Note that the clustering is performed on the latent embedding (z) and not on the umap embeddings (umap). This can be experimented with as well.
The resulting 6 clusters:
Set clusters 2 and 5 (green and brown) as the bad/junk clusters. The code block will then identify the particles corresponding to those clusters.
Select particles from clusters 2 and 5.
Alternative method: Filtering by z-score
In practice, we often find that junk particles are located as outliers in the distribution of latent embeddings. This section selects outlier particles by the magnitude of the embedding.

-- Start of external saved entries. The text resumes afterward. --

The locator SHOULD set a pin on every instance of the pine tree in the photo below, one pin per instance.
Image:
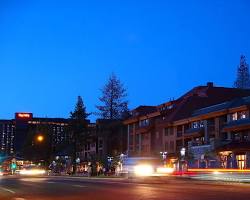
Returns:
(243, 77)
(113, 99)
(78, 128)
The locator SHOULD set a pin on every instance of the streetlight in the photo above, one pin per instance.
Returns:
(182, 152)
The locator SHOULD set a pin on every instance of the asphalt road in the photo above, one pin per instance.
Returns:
(44, 188)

These plots will be automatically generated that help visualize which particles are selected
Alternative method: Filtering with an interactive lasso tool
Sometimes, the best clustering algorithm is the human eye (e.g. kmeans/GMM clustering algorithms can fail to detect small/oddly-shaped clusters). The cryoDRGN_filtering.ipynb notebook also provides an interactive widget that lets you interactively select regions of the latent space using a lasso tool.
When the widget first shows up, you will need to change the x-axis and y-axis labels to plot the particles by their UMAP embeddings. You can also change the plotting colors.

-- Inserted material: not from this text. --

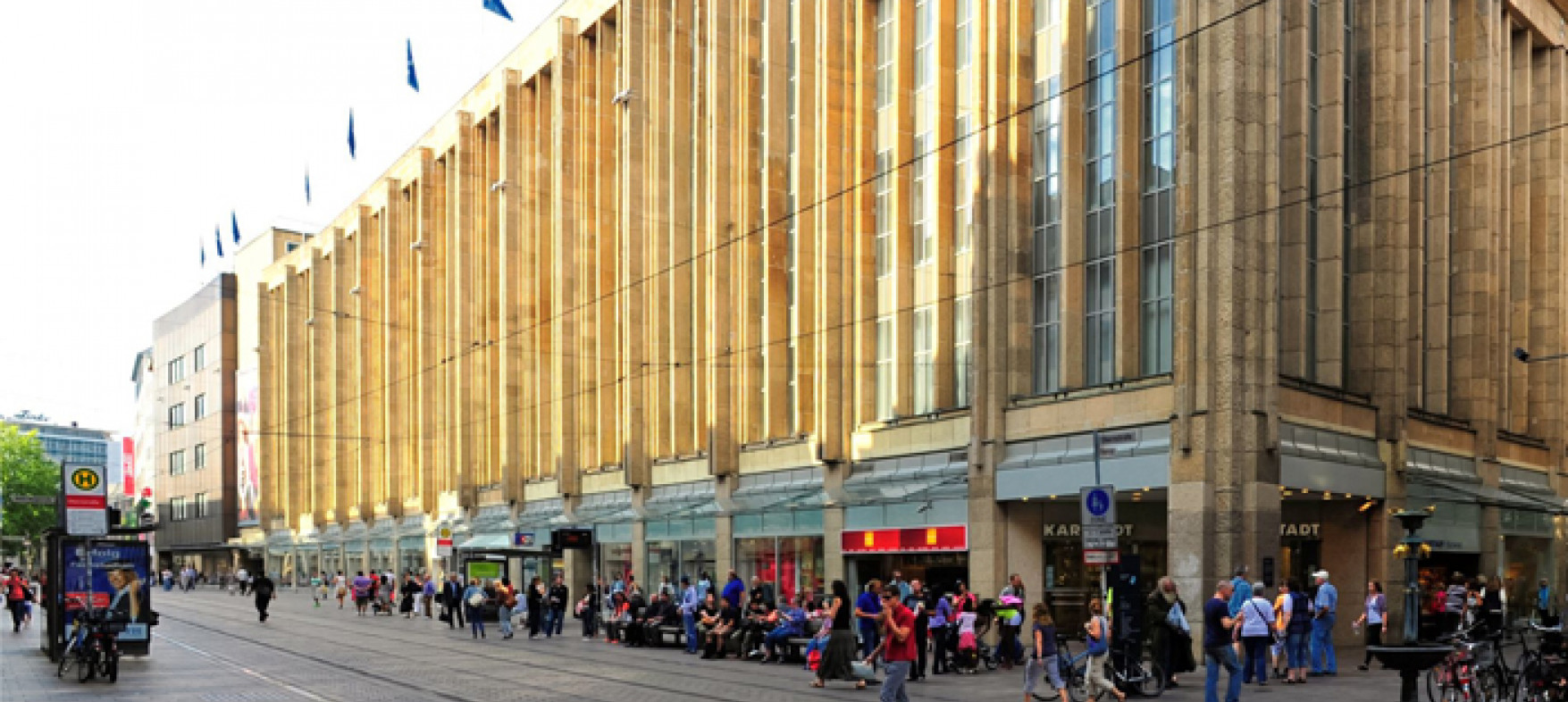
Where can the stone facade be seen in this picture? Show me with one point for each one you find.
(652, 238)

(Note: Sometimes the tool struggles when there are >500k particles. This is a known issue.)
(Note: There have been installation issues with jupyter widgets on some linux systems. See [link to github].)
View the raw particles
The second to last section of the jupyter notebook contains code blocks for viewing the raw particle images. This section will visualize 9 images at random from the selected particles. This is sometimes useful for verifying that the selected particles are problematic in obvious cases of junk particles.
Saving the selection
The last section of the notebook has cells that will help save the selected indices to use in downstream processing.
In the filtering sections, the selected particles are tracked in the variable ind_selected and ind_selected_not. Because we selected the bad particles, we will now switch what the ind_keep and ind_bad variables are set to in the first cell. This is purely for organizational/file naming purposes.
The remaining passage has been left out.